Mrs. Warren’s delivery does not go quite as well. There are complications, and the baby is delivered stillborn. Mrs. Warren, who suffered a concussion which brought on the delivery, goes into shock and is in real danger of dying. But miracle of miracles, the baby that Nurse Lee put in a bowl for disposal starts crying. It’s alive! Nurse Lee hands it over to Mrs. Warren even as she (Mrs. Warren) keeps losing massive amounts of blood.  The obstetrics flying squad (catchy name!) arrives just in time to patch things up and are about to carry the baby to the hospital for the care it urgently needs. But Mrs. Warren insists that the baby must stay with her and that she is his hospital. And it does miraculously survive, gaining weight after a few weeks through a milk mixture Mrs. Warren learned in Domestic Science (Domestic Science! How British is that?) and that she droppers into his mouth like a baby sheep.

In the course of the episode, Nurse Lee assists in the delivery of one baby, delivers another on her own, and attends a syphilis-infected mother at the clinic. And in all these instances, she overtly displays revulsion at the poor living conditions of these people. At the Warrens’ house, where she’s invited for a meal, she openly shows her disgust at how everyone eats from one pot using only bread as a dipping spoon. She even asks for a plate! (I know it’s horribly unsanitary, but surely doing it one time won’t kill you.) I don’t know if it’s just because it’s her first few days on the job or if she’s an entitled heiress, but she better snap out of it or this will get tiring very soon. The other nurses and nuns face the same situations but they don’t complain. Or at least they never let it show on their faces. It’s just inconsiderate and rude to look down on other people, because guess what, Nurse Lee. Somewhere, someone else is also looking down on the way you live.

Thankfully Nurse Franklin talks some sense into her over a cup of Horlicks (another mouthwatering recurring element in this show! I remember being crazy over Horlicks tablets as a kid. Are they still available anywhere, I wonder?) Nurse Franklin tells Nurse Lee that “The mothers are the brave ones. Baby after baby in abominable conditions, and they keep on going. They’re the heroines”. Take that, Nurse Lee. Who knew Nurse Franklin, who looks like a stereotypical dumb blonde flake on the surface, was the sensible one?

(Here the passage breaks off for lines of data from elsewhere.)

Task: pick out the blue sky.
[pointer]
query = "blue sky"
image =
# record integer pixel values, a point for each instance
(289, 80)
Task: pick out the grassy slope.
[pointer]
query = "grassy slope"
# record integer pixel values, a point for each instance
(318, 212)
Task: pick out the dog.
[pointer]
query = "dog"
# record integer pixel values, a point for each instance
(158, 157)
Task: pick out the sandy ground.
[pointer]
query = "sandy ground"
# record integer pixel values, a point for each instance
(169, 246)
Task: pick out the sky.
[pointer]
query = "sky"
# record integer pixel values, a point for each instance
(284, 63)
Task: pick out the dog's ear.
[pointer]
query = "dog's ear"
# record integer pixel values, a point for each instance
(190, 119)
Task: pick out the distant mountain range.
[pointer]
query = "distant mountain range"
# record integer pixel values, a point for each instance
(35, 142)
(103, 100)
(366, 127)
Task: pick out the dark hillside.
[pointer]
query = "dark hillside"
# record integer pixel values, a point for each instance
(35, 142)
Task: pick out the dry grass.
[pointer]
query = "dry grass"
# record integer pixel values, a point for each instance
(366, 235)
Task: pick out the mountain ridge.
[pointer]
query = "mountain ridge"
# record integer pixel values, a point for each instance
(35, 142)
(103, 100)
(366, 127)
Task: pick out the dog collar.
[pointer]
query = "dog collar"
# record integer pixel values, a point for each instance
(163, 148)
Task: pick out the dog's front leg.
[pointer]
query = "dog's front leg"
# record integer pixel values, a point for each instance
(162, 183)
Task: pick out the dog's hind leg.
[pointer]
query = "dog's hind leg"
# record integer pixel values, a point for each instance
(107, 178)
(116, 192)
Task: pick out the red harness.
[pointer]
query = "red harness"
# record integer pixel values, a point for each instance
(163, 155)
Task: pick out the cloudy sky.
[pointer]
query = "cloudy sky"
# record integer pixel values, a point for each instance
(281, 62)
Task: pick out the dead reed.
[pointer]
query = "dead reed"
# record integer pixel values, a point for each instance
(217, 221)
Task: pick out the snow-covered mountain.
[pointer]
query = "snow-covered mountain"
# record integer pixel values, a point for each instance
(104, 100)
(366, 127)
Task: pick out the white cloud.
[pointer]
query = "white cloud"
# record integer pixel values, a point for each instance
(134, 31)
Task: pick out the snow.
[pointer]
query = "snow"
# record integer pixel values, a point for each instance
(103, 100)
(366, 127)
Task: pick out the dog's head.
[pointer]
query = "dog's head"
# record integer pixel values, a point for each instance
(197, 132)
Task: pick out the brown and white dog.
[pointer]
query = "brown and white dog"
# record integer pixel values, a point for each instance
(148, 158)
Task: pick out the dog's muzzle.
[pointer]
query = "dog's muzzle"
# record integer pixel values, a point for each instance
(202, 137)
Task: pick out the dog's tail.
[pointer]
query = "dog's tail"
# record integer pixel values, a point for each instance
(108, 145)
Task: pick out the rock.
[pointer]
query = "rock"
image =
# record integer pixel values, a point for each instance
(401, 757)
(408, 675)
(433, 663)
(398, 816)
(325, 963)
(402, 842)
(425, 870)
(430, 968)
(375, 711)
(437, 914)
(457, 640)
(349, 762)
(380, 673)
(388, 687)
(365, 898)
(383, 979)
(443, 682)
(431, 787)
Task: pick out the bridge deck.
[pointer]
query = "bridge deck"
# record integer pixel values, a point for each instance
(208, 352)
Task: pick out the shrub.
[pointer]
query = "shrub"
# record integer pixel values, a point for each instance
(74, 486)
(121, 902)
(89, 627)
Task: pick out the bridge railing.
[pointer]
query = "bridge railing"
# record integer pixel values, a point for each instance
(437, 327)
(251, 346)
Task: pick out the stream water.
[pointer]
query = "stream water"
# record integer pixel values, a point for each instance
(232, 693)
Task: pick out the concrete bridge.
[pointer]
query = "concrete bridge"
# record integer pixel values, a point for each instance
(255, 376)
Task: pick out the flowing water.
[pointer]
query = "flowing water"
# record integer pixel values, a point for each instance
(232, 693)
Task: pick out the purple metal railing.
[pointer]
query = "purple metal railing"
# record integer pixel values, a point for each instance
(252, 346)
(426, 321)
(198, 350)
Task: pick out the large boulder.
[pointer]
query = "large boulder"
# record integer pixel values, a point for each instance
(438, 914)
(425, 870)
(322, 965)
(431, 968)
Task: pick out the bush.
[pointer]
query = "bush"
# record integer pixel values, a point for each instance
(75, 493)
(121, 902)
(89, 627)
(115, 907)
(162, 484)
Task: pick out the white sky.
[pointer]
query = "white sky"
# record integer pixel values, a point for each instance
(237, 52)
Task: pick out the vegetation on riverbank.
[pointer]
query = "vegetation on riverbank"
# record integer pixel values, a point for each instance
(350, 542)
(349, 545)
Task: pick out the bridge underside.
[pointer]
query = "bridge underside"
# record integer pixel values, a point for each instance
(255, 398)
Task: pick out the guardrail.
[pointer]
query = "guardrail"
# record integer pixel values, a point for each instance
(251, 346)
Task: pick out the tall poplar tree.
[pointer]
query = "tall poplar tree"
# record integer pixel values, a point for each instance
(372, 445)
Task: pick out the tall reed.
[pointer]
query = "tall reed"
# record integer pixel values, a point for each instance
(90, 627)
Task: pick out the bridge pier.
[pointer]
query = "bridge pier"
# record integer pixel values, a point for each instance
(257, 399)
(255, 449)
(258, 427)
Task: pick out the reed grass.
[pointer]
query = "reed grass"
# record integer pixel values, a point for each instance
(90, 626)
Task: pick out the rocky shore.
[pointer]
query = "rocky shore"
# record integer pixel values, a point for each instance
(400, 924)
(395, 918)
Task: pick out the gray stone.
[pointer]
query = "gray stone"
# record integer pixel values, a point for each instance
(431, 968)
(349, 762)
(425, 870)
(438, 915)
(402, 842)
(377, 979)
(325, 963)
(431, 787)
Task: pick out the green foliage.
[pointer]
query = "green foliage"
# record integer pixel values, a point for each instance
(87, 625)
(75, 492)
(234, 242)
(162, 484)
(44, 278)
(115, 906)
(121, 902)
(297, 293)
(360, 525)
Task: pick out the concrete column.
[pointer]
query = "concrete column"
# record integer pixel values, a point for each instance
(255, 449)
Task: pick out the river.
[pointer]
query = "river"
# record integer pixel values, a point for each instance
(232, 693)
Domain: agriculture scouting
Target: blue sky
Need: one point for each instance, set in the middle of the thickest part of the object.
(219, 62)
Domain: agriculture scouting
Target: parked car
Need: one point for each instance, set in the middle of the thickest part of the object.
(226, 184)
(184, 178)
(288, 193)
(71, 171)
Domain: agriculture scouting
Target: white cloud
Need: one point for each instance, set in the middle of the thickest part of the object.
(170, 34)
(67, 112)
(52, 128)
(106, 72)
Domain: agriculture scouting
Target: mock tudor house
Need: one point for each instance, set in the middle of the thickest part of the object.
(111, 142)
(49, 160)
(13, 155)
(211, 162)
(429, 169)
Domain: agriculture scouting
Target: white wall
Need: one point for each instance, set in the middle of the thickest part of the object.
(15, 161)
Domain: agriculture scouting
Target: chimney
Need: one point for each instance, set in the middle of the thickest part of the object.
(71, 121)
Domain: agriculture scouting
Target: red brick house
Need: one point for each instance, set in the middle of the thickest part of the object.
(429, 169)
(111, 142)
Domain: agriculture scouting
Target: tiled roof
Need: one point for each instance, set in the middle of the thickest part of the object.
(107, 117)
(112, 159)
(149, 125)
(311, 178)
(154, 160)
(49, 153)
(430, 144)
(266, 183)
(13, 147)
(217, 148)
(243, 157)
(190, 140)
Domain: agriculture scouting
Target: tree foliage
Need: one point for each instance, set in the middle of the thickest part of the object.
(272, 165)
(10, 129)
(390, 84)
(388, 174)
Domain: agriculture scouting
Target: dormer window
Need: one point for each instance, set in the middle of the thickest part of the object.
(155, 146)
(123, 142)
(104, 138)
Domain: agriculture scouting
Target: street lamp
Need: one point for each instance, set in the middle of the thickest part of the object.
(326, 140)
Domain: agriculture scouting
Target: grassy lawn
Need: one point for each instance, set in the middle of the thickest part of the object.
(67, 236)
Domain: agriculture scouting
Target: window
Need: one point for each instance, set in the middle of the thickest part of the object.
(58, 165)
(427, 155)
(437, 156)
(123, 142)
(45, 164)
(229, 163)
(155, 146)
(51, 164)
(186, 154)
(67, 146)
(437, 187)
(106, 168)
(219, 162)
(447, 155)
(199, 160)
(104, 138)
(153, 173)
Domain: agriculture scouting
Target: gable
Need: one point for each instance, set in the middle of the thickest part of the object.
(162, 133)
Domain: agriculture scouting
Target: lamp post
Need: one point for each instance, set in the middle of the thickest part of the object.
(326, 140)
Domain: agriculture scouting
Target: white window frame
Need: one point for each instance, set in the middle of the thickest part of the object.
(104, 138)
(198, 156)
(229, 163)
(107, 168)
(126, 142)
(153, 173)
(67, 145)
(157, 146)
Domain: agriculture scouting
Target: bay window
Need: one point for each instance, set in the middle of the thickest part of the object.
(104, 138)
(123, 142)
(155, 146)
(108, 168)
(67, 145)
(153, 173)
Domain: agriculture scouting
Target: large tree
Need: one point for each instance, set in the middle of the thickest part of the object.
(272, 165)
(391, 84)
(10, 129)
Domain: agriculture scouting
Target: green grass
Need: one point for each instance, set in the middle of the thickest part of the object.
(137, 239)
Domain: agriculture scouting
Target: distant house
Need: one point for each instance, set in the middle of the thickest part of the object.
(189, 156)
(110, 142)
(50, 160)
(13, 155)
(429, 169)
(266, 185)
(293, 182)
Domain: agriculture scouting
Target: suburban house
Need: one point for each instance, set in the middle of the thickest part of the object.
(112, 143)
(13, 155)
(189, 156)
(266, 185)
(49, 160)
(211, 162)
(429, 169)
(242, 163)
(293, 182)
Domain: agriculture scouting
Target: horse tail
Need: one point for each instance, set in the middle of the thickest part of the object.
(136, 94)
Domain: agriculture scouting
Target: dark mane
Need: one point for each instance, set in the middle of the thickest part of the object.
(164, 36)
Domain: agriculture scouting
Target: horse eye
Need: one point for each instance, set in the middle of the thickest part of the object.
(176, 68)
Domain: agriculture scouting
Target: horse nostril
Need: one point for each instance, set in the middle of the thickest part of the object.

I love the scenes where the nurses and nuns have a meal together. Nothing can be more comforting than a scene involving food and talk. We also learn that babies are routinely left outside their house (like linen left to dry) in the pram, alone. Alone! Outside! I can’t wrap my head around it! When do you ever leave a child for more than one second? A madman could easily grab the baby and take off with it! (Chloe: It was a more trusting time, a dumber time.) The only time this is ever acceptable is in The Sims, and even then you can’t bring a crib outside the house! Really I am in shock that it’s raining exclamation points. There’s also a lot of practicalities like enemas, afterbirth and newspapers under the mattress that remind us how childbirth is messy and messed up and really how does anyone even do it. The soundtrack also looks to be a real winner, as we hear “Que Sera Sera” by Doris Day and “Stranger in Paradise” by The Four Aces. Oh, and we also meet handyman Fred and GP Dr. Turner to round out the cast. And who’s the narrator? It’s Vanessa Regrave! No wonder the voice sounded so regal.

This all looks so promising! I am invested in the nuns and nurses, and everyone seems so likeable. (Yes, even Nurse Lee. I realize it’s only the first episode and I already have strong feelings about her, but things may still change.) I am so in!